Suppose we have $A$ with the size of $n \times d$, giving the SVD $A=V\Sigma U^T$, if $D$ is an identity matrix, ie $D=I$, then $(A^T A + \gamma I)^{-1}=U (\Sigma^2 + \gamma I)^{-1}U^T $.
If $D$ is not an identity matrix, but $D$ is a diagonal matrix with different positive entries, how can we efficiently compute $(A^T A + \gamma D)^{-1}$ if the dimension $d$ is very high??

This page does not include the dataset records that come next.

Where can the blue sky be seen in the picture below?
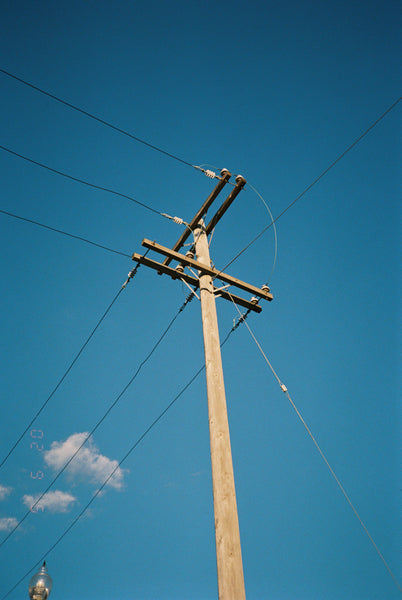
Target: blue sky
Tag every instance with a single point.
(275, 91)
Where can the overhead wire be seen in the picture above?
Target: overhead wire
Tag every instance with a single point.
(132, 448)
(71, 235)
(100, 421)
(316, 180)
(83, 181)
(66, 372)
(286, 392)
(95, 118)
(131, 275)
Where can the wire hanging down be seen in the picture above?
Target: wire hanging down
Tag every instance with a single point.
(130, 451)
(100, 421)
(331, 166)
(285, 390)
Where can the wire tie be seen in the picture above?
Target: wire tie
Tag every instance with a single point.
(177, 220)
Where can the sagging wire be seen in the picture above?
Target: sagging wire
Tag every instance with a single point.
(285, 391)
(133, 447)
(274, 228)
(32, 421)
(100, 421)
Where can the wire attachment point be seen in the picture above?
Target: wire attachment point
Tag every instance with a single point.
(177, 220)
(130, 275)
(208, 173)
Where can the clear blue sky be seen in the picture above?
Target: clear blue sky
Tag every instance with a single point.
(274, 91)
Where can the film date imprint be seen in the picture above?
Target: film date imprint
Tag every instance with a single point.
(36, 444)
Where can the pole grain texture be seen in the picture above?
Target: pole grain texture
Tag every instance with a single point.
(227, 535)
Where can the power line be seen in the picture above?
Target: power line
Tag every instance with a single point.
(60, 380)
(77, 237)
(89, 184)
(98, 119)
(285, 390)
(100, 421)
(241, 319)
(384, 114)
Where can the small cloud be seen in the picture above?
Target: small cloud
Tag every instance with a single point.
(89, 464)
(4, 491)
(56, 501)
(8, 523)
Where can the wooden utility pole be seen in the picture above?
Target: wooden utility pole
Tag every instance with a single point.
(227, 536)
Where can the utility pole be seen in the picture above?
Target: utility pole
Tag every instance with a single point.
(227, 535)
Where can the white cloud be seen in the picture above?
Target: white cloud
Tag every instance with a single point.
(56, 501)
(8, 523)
(89, 464)
(4, 491)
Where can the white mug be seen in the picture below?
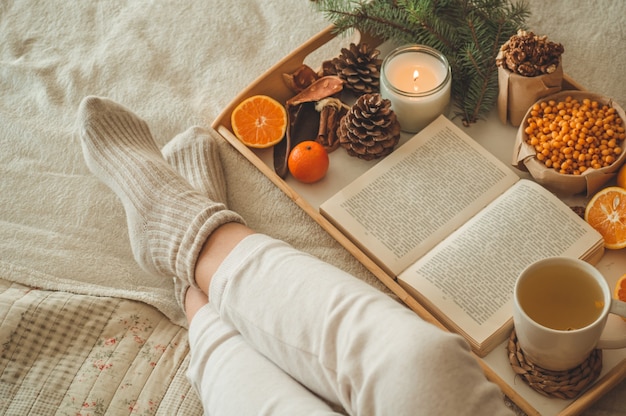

All your help is much appreciated~
Consider \begin{align} (A^TA+\gamma D)^{-1}&=(A^TA+\gamma \sqrt{D}^T\sqrt{D})^{-1}\\ &=\sqrt{D}^{-1}(\sqrt{D}^{-T}A^TA\sqrt{D}^{-1}+\gamma I)^{-1}\sqrt{D}^{-T}\\ &=\sqrt{D}^{-1}[(A\sqrt{D}^{-1})^T(A\sqrt{D}^{-1})+\gamma I]^{-1}\sqrt{D}^{-T} \end{align} where $-T$ indicates matrix transpose after inverse or matrix inverse after transpose. Then the two problems will have the same form and thus they can be treated similarly.